In his story of the dancer Lila, Khyentse Norbu shows her first in the forest, flirting with a statue of Krishna, kissing his painted blue lips, and later showing off to him some of her new Bollywood dance moves. The film’s cinematography suffuses the viewing experience with outsized shadows and luscious jewel tones, a common trope in Indian film that here suggests an allegorical world where the Indian gods effortlessly connect with Lila’s earthly endeavors.

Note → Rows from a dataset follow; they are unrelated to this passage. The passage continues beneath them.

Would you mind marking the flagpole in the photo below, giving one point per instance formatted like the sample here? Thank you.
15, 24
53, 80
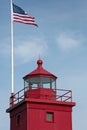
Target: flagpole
12, 50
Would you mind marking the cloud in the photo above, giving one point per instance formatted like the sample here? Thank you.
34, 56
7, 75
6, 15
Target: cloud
68, 41
28, 50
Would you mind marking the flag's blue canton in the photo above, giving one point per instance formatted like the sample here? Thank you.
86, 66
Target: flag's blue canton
18, 10
19, 15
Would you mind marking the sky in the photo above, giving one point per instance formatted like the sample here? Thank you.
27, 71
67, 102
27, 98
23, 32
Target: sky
61, 42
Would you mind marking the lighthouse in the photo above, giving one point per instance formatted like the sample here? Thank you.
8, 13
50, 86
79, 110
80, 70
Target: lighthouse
40, 105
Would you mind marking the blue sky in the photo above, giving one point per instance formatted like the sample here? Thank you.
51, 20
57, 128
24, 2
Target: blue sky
61, 42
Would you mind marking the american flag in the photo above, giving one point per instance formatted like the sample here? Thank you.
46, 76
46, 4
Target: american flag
19, 15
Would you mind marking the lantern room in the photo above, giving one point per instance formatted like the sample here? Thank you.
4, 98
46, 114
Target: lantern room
40, 82
40, 78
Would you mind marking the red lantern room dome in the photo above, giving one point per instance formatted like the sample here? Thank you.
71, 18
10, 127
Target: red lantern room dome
40, 77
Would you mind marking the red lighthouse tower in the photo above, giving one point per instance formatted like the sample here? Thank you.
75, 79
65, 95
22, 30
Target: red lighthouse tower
40, 105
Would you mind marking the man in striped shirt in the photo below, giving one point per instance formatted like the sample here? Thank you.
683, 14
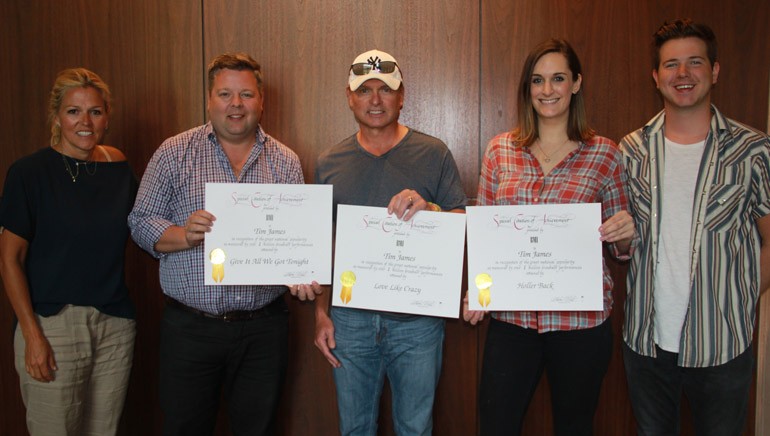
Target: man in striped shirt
699, 190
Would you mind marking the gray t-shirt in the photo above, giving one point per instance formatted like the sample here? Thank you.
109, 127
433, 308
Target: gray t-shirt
420, 162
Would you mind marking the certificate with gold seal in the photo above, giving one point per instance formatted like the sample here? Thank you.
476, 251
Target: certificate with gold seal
535, 257
268, 234
383, 263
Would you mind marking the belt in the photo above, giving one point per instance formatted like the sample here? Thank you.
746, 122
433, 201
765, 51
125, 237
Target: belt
232, 316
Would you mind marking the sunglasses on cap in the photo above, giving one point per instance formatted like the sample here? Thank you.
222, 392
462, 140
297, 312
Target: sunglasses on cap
364, 68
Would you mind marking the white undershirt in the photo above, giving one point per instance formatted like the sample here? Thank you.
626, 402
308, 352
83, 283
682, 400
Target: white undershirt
672, 278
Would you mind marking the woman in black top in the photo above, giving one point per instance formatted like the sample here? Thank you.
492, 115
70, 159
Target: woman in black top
62, 246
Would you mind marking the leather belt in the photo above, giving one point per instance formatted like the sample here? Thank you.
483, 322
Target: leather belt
232, 316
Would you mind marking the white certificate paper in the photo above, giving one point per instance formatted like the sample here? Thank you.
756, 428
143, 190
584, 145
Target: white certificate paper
268, 234
536, 257
383, 263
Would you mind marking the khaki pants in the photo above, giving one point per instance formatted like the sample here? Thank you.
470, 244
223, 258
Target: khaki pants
93, 353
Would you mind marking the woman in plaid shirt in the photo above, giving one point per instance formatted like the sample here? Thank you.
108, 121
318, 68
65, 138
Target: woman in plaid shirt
552, 156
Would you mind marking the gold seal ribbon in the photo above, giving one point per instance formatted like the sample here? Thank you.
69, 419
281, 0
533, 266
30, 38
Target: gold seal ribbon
484, 285
348, 279
217, 258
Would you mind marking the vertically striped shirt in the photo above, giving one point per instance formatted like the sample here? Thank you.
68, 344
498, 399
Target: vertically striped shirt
593, 173
173, 187
732, 191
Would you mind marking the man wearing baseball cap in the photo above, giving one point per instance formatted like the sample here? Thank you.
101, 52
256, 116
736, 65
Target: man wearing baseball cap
384, 164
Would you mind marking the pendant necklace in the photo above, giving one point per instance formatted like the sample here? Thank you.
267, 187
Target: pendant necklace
74, 174
548, 157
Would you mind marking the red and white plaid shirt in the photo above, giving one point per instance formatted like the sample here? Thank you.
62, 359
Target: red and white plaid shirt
593, 173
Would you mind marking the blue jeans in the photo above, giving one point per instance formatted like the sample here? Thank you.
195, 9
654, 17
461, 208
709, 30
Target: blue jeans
371, 345
718, 395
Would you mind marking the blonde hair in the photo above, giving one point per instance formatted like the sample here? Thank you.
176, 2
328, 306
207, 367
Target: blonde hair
69, 79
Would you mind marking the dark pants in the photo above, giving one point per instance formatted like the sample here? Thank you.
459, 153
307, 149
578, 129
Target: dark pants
718, 395
514, 360
201, 359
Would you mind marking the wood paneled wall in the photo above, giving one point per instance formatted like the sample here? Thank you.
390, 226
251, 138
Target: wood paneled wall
461, 62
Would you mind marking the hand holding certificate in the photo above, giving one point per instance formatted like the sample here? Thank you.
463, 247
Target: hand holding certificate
536, 257
268, 234
383, 263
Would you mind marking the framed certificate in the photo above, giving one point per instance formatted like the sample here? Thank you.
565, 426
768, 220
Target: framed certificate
383, 263
268, 234
536, 257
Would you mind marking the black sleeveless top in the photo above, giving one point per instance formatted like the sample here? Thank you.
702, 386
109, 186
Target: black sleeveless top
77, 231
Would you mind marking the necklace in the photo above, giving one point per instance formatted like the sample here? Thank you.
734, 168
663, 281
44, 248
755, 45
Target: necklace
74, 174
547, 156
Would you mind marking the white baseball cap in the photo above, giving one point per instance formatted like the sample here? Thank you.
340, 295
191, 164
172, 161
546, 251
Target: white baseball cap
375, 64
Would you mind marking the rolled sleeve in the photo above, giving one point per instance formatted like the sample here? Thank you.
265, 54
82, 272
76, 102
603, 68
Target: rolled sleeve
149, 218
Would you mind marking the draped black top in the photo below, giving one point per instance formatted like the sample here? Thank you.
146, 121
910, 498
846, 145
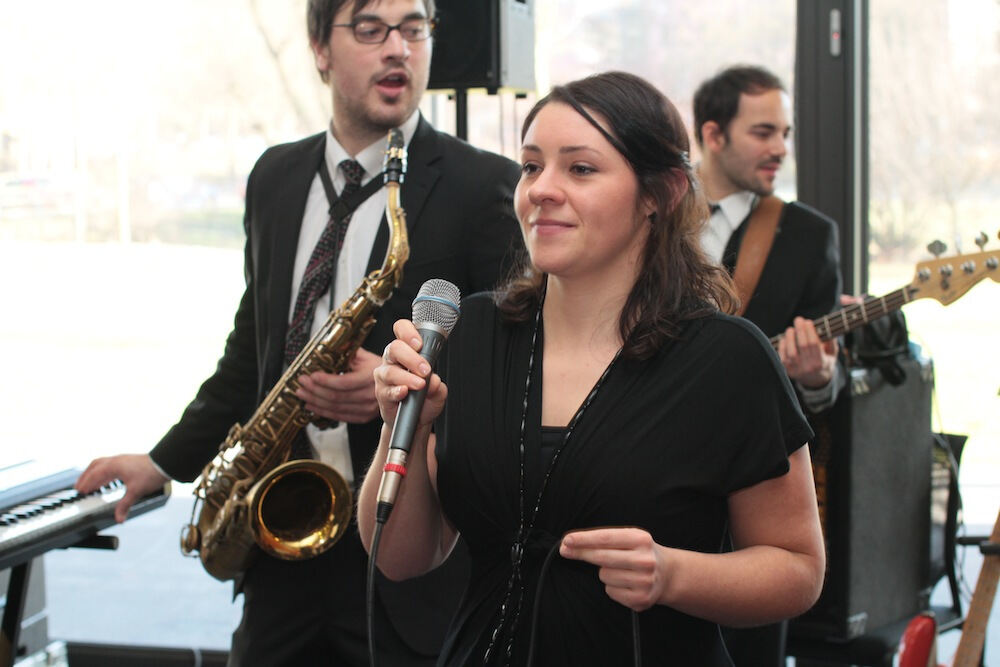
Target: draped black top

Again and again, the film lingers on the breathtaking complexity of classical Bharatnatyam dance, which Lila is learning from her mother. In what would seem like an impossible maneuver, this dance, as the central metaphor of the film, weaves together moods and emotions that are seemingly at odds—discipline and transgressive disarray, devotional surrender and a sly, amorous gaze. In one superbly acted sequence, Goswami’s expressive eye and hand gestures flicker between such contrapuntal emotions, at once suggesting effortless concentration and casual command. Like Krishna, however, Lila’s innocent flirtations have an edge, and her life story veers unexpectedly when her landlord Prakesh (Pankaj Pawan) is drawn into her spell. As Prakesh becomes increasingly attracted to Lila, we see her begin to wonder about her chances of negotiating a marriage into the aristocracy. Meanwhile, a low-caste Muslim boy named Shyam (Devesh Ranjan) wants to learn how to sculpt Hindu statues, hoping to become famous and thereby escape the arbitrary oppression we see in his unhappy village life.

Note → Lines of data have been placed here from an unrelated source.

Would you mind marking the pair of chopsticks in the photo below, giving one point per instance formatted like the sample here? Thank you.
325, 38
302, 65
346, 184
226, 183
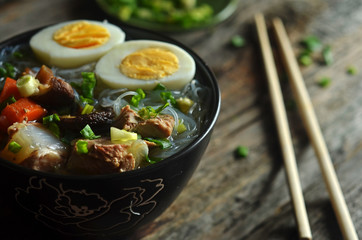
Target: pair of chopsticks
312, 127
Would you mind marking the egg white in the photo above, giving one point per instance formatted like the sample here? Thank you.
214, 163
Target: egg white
107, 68
51, 53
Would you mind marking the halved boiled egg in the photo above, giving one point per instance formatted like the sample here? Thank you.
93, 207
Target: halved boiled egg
145, 63
75, 43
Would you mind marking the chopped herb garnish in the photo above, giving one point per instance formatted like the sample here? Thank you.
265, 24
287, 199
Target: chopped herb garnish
82, 147
324, 82
138, 97
86, 100
242, 151
51, 123
327, 55
88, 84
88, 133
162, 143
181, 128
87, 109
238, 41
153, 160
352, 70
305, 59
14, 147
160, 86
168, 97
312, 43
6, 102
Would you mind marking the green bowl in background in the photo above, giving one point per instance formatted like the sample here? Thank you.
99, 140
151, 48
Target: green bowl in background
204, 14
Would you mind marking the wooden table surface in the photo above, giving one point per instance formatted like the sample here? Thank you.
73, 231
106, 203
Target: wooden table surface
229, 198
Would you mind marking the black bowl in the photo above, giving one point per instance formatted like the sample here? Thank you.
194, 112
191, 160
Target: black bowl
104, 206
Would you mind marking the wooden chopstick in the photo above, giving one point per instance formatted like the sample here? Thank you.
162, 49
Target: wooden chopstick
283, 131
314, 132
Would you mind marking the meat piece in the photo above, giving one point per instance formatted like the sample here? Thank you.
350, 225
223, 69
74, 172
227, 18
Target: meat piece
39, 148
127, 119
54, 92
98, 121
106, 157
160, 126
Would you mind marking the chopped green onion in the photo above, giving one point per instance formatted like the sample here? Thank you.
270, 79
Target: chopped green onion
88, 84
238, 41
242, 151
51, 118
312, 43
162, 143
153, 160
138, 97
305, 59
159, 86
14, 147
327, 55
6, 102
181, 128
51, 123
168, 97
82, 147
28, 85
88, 133
324, 82
87, 109
352, 70
86, 100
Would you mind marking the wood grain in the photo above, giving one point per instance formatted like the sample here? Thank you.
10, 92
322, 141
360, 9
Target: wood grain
229, 198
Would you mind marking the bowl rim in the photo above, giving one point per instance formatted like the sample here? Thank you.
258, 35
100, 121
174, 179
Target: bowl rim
216, 100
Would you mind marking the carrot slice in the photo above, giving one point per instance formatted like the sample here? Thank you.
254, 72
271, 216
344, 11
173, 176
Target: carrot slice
9, 89
23, 109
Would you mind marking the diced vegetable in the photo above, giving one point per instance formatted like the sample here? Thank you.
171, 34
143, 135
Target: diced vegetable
121, 135
28, 85
23, 109
9, 89
88, 133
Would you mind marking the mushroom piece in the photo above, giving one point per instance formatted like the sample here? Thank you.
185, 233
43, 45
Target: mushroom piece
53, 92
37, 148
99, 121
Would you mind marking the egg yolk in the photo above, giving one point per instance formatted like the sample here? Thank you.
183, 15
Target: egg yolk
81, 35
149, 63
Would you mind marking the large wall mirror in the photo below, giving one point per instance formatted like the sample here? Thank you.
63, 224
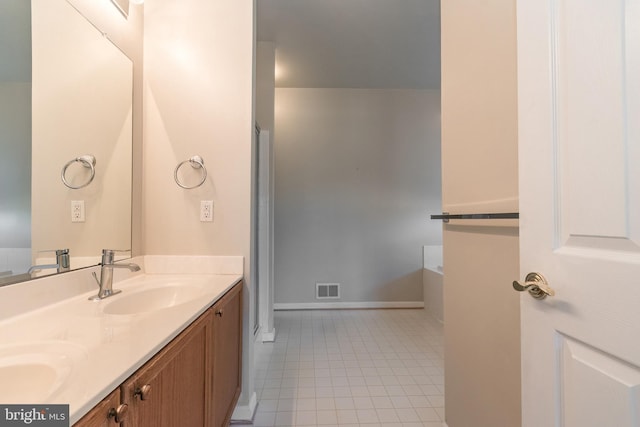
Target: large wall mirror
65, 104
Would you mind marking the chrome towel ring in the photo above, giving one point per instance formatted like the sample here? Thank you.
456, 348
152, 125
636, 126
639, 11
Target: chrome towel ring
196, 163
88, 161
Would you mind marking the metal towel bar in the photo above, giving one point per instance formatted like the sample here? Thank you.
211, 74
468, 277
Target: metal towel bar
446, 216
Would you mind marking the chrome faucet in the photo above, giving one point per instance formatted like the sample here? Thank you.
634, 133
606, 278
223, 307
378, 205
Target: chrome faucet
62, 262
106, 275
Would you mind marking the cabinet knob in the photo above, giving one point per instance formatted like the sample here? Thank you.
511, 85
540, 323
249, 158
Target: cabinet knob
118, 414
142, 392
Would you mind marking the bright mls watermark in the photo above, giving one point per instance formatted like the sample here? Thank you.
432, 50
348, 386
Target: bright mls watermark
34, 415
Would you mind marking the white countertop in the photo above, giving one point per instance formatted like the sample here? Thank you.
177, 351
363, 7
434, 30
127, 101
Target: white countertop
94, 351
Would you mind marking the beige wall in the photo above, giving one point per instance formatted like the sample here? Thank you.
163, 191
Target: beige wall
198, 100
357, 172
479, 155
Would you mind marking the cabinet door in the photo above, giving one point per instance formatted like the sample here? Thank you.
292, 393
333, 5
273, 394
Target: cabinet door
105, 414
227, 354
169, 390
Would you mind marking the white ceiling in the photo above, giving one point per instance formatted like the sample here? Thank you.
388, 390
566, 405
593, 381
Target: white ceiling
354, 43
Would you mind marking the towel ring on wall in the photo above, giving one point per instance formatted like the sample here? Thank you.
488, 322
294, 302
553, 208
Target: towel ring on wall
89, 162
196, 163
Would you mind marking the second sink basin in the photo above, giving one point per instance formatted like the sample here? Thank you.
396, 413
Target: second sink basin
34, 372
151, 299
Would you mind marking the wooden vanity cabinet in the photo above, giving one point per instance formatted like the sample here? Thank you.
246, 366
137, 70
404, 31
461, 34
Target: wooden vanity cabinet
194, 381
227, 355
169, 390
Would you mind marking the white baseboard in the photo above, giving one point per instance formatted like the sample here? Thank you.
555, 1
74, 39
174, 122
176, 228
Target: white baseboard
244, 413
347, 305
269, 336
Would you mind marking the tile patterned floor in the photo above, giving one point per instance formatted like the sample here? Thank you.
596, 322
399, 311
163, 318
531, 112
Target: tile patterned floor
351, 368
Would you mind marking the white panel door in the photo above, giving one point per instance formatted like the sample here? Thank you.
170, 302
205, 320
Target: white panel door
579, 160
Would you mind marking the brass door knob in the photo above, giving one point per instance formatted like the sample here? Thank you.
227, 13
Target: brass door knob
118, 414
536, 284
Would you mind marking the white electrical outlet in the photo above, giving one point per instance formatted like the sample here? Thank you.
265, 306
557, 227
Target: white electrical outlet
206, 210
77, 211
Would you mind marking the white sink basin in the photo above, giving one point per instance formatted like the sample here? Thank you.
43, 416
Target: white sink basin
34, 372
151, 299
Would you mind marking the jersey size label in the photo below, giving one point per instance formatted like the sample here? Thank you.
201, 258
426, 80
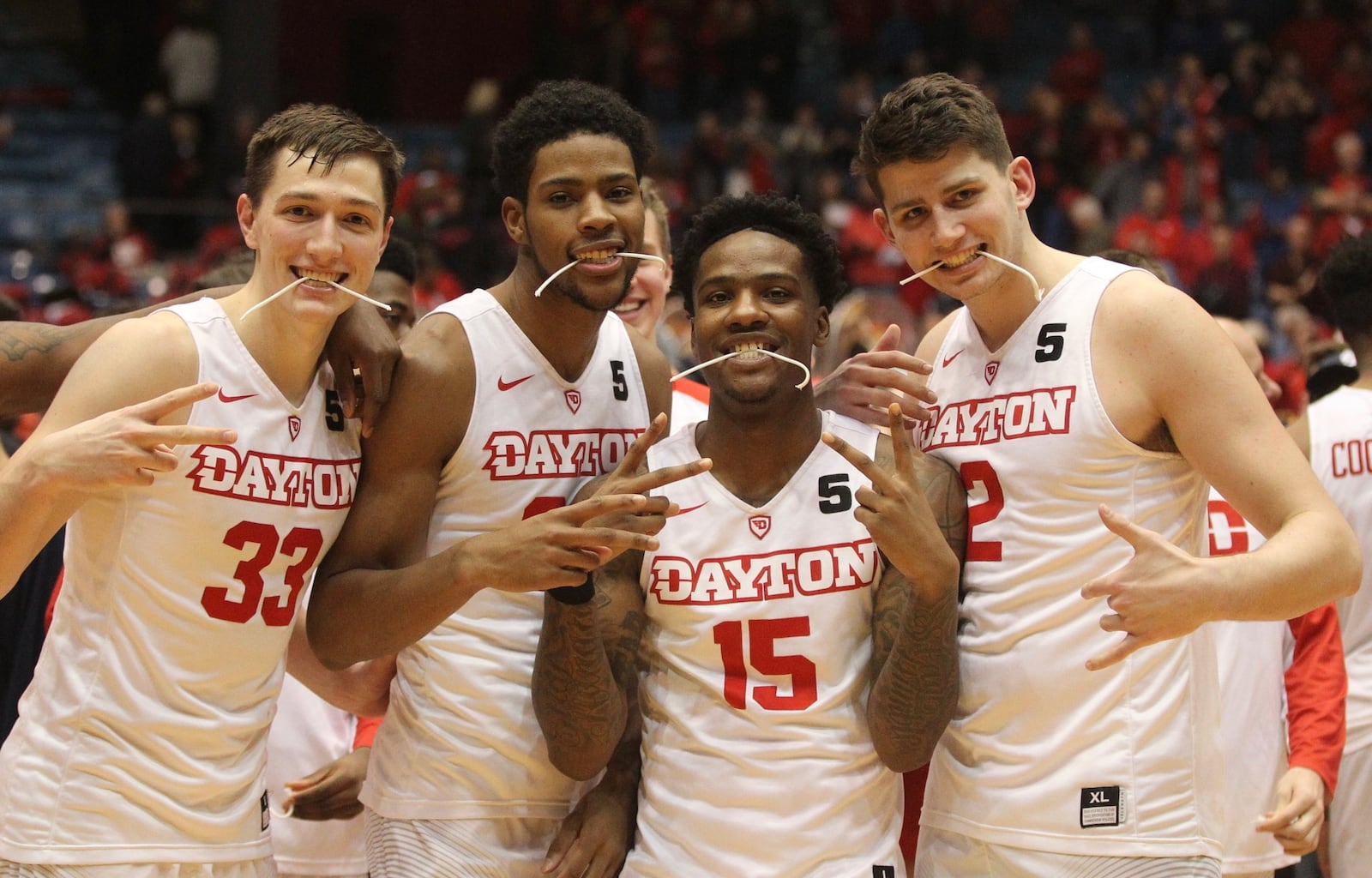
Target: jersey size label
1101, 806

The subplot of Lila and Shyam’s romance, adapted from a short story by the writer Sunil Gangopadhyay, is highlighted by the naturalistic acting in the film and runs parallel with Lila’s seductive maneuvers with Prakesh. Shyam asks her to model for his statue of the goddess Sarasvati, and as he learns the shape of Lila’s body, she begins to envision him as Krishna in a high-energy stylized sequence in which the luminous blue god drifts his fingertips through water. Devotional play thus serves the purpose not only of furthering the plot but also of showing us how impossible it can be to remain one and the same person. By the end of the film, Lila’s mischievous impulses to disobey caste and religious codes have consequences, both for herself and for her transgressive relationship with Shyam. We are led to believe that by lila Norbu is referring not to play as we know it in its superficial expression of fun, but to that fragile, fluctuating center that leads to the rejection of usual limitations. “I cannot be arrogant and say that my films have profound messages of the Buddha,” says Rinpoche in a 2013 interview with The Times of India. “But there might be unintentional messages,” he adds—a bit mischievously.

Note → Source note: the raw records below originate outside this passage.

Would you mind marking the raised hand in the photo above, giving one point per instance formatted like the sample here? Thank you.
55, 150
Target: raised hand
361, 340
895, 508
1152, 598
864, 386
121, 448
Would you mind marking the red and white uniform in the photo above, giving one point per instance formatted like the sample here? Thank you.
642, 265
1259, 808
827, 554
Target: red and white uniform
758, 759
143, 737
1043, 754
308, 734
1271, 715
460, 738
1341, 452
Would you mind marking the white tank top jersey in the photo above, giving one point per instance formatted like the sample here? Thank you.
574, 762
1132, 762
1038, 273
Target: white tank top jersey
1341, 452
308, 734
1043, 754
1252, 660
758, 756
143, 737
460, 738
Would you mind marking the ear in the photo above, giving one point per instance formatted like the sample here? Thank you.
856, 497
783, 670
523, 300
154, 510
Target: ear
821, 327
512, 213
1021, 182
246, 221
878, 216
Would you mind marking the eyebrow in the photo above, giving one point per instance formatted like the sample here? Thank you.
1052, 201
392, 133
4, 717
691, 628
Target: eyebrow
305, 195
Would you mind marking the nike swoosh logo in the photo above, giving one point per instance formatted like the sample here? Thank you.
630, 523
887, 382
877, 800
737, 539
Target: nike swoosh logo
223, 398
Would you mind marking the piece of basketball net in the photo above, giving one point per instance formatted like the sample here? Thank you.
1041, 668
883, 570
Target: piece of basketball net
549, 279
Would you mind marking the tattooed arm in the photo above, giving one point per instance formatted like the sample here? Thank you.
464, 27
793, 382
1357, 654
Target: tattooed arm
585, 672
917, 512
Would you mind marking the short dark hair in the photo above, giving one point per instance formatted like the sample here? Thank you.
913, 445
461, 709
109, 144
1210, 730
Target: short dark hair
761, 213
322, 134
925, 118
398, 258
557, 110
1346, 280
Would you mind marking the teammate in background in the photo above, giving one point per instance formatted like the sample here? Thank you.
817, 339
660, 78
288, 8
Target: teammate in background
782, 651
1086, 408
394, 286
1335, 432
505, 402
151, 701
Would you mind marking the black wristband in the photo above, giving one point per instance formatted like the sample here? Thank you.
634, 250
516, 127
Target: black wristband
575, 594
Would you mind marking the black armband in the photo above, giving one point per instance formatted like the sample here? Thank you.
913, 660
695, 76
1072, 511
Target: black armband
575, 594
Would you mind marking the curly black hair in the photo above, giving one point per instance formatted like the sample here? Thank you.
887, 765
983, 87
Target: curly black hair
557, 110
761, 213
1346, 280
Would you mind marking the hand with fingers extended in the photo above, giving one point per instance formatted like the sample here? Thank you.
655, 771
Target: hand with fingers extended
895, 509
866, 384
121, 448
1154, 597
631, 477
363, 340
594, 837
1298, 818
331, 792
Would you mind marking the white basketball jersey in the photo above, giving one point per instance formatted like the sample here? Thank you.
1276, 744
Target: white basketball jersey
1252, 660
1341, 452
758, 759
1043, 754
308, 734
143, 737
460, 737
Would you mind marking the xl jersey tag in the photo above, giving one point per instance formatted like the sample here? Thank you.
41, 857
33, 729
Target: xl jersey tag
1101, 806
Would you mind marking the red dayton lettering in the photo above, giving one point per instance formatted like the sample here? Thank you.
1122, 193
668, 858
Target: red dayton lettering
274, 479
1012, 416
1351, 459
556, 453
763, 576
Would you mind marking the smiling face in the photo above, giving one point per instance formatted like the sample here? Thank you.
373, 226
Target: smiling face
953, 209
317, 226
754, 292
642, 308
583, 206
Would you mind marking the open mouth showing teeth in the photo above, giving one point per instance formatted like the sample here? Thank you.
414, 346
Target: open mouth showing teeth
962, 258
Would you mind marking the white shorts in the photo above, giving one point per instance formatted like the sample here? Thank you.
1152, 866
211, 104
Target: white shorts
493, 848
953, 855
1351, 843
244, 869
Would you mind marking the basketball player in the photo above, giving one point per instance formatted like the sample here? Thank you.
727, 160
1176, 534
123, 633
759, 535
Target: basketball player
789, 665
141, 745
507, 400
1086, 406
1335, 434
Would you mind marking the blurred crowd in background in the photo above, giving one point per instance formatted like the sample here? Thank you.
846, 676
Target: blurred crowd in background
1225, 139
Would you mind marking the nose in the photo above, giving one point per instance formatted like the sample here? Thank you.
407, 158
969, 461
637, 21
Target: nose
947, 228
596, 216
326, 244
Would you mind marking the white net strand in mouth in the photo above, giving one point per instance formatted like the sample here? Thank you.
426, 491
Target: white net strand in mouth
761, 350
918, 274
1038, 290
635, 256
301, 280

The god Krishna is said to draw his devotees into a state of consciousness through which one may experience the world itself in its true form as divine play, a play of illusions that has real consequences. What happens if a Buddhist teacher plays at becoming a filmmaker? Could a Muslim boy become a sculptor of Hindu statues? Could a temple dancer wed an aristocrat? Vara: A Blessing teases us with the problem of these seemingly impossible questions, which come from fixed categories of sociopolitical consciousness. What is at stake here, for Khyentse Norbu and for us, is the extent to which filmmaking can offer a reorientation of consciousness, not only for the individual but on a collective level as well. In what ways might our perceptions themselves, through radical experimentation, become sites of social and personal evolution? Just play with me, Lila would say, with her quicksilvering smile.